EAB’s typically take flight between May 1 and September 30. During this period infected trees should not be removed because doing so can spread EAB further.

“If you start tearing (infected trees) apart, all it does is it spreads (EAB) around as you’re hauling and cutting. We’re going to wait until fall to really target that area, and then we’ll start to look at what our plans are (for other trees in town),” said Nemmers.

Ash trees are common in both natural and urban areas. Over 500 ash trees have been planted in Fairmont on public boulevards alone. Now that EAB is in the area, residents should be on the lookout for EAB and consider treating their ash trees to prevent or treat infestation.

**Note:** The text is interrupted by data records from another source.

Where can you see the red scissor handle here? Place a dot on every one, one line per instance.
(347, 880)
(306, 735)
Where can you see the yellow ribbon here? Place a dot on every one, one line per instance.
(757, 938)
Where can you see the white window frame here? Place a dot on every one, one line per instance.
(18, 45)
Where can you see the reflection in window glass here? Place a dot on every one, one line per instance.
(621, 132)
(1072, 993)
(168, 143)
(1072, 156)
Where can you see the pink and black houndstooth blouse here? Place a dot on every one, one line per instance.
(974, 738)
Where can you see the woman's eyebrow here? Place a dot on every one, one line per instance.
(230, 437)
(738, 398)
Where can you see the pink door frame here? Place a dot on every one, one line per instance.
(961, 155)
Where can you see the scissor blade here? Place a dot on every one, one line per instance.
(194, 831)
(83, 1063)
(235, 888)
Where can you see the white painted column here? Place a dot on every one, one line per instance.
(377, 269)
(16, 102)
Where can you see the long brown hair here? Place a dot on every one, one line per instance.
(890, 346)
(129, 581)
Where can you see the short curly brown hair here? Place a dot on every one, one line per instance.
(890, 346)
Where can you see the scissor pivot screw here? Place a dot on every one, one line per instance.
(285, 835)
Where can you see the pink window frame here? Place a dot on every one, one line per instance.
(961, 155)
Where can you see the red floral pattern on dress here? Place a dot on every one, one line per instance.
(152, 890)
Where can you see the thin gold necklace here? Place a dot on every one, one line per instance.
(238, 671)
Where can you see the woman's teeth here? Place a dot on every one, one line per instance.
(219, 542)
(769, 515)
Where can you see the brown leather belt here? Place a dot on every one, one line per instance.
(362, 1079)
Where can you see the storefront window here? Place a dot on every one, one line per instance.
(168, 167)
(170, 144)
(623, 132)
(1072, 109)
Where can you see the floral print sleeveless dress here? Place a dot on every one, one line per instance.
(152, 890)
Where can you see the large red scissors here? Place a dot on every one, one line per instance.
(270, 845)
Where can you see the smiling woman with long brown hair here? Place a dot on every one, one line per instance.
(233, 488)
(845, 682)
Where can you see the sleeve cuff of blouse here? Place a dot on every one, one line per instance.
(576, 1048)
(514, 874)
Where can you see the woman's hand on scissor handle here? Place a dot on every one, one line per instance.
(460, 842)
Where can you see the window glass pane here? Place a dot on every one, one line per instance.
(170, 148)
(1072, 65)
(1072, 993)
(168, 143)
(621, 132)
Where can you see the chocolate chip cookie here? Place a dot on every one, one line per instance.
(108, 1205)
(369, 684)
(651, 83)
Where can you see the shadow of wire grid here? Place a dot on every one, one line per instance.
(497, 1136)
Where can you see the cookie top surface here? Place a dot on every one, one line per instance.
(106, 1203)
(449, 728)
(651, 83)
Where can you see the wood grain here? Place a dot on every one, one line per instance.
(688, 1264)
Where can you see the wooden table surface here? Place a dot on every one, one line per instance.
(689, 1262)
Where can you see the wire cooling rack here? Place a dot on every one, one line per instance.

Although responding to EAB can be difficult, it can also be more economically feasible than removing and replacing the ash trees it targets.

“If people choose to, if they have a really nice ash tree they want to save, there are treatment options. That’s something that can be done now, and if there are trees that they want to protect, that would be the action they can take now,” said Nemmers.

Adult EAB range from being one third to half an inch long with long slender bodies. They have bright or copper green bodies and a purplish area underneath their wings. Their bodies are the thickest slightly behind their heads.

Ash trees have branches that are typically split directly across from each other. Their compound leaves are composed of five to 11 leaflets. Older ash trees have tight, diamond shaped patterns on their bark, while younger trees have relatively smooth bark.

Once infested with EAB, trees may exhibit a loss of foliage, woodpecker holes from woodpeckers searching for EAB larva, cracking bark, and s-shaped tunnels underneath the bark. Trees may still be saved as long as more than 30 percent of their canopies remain.

If residents believe they have an ash tree which has been infested with EAB, they can contact a tree care professional or the MDA via email at arrest.the.pest@state.umn.us or leave a voicemail at 888-545-6684. Professionals at the MDA can identify photos of EAB and EAB infestations and advise residents how to respond to an infestation.

More information on EAB, how to identify it, how to get trees treated, and advice for homeowners is available at the MDA’s website at www.mda.state.mn.us/eab.